EG mourning for Bongo
2009-06-12 18:19
Malabo - Equatorial Guinea's President Teodoro Obiang Nguema on Friday decreed three days of national mourning for the late president Omar Bongo Ondimba of neighbouring Gabon, state radio and television announced.
From Friday until Sunday, "all national flags will fly at half-mast on public buildings and the vessels of the national armed forces and state security services", the decree said.
The death of Bongo, who ruled for 41 years as Africa's longest serving head of state, was announced Monday in Spain, where he had been in a private clinic being treated for cancer, according to medical sources. He was 73.
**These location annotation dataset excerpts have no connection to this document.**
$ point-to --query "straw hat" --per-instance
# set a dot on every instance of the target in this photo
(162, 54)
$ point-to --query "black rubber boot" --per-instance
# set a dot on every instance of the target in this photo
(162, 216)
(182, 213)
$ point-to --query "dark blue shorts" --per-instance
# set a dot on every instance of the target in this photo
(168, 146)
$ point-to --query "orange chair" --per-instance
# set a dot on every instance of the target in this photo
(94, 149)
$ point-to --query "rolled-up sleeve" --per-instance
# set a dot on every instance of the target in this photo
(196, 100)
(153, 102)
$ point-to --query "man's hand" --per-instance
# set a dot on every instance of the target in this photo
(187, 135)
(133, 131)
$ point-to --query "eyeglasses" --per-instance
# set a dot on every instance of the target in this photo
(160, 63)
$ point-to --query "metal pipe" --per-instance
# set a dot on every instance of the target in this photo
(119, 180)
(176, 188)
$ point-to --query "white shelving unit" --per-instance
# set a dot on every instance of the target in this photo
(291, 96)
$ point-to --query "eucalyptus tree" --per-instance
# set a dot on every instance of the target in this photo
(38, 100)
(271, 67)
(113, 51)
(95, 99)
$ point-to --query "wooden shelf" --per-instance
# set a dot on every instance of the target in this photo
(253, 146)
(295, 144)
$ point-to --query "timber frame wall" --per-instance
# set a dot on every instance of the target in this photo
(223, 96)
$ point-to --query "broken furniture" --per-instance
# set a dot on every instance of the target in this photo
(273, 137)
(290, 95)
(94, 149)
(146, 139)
The broadcast said that Obiang had taken account of the "special relations existing between the Republic of Gabon and the Republic of Equatorial Guinea throughout history, and the special relations between the heads of state".
Nevertheless, relations between the small former Spanish colony, which has seen an oil boom in the past decade, and oil-rich Gabon have been tense because of a border dispute.
Since the 1970s, Libreville and Malabo have claimed Mbanie, Cocotiers and Conga, three small isles in the Gulf of Guinea supposedly rich in oil.
Bongo's body was repatriated on Thursday to lie in state at the presidential palace in Libreville until a state funeral on Tuesday, which many African and other international leaders are expected to attend.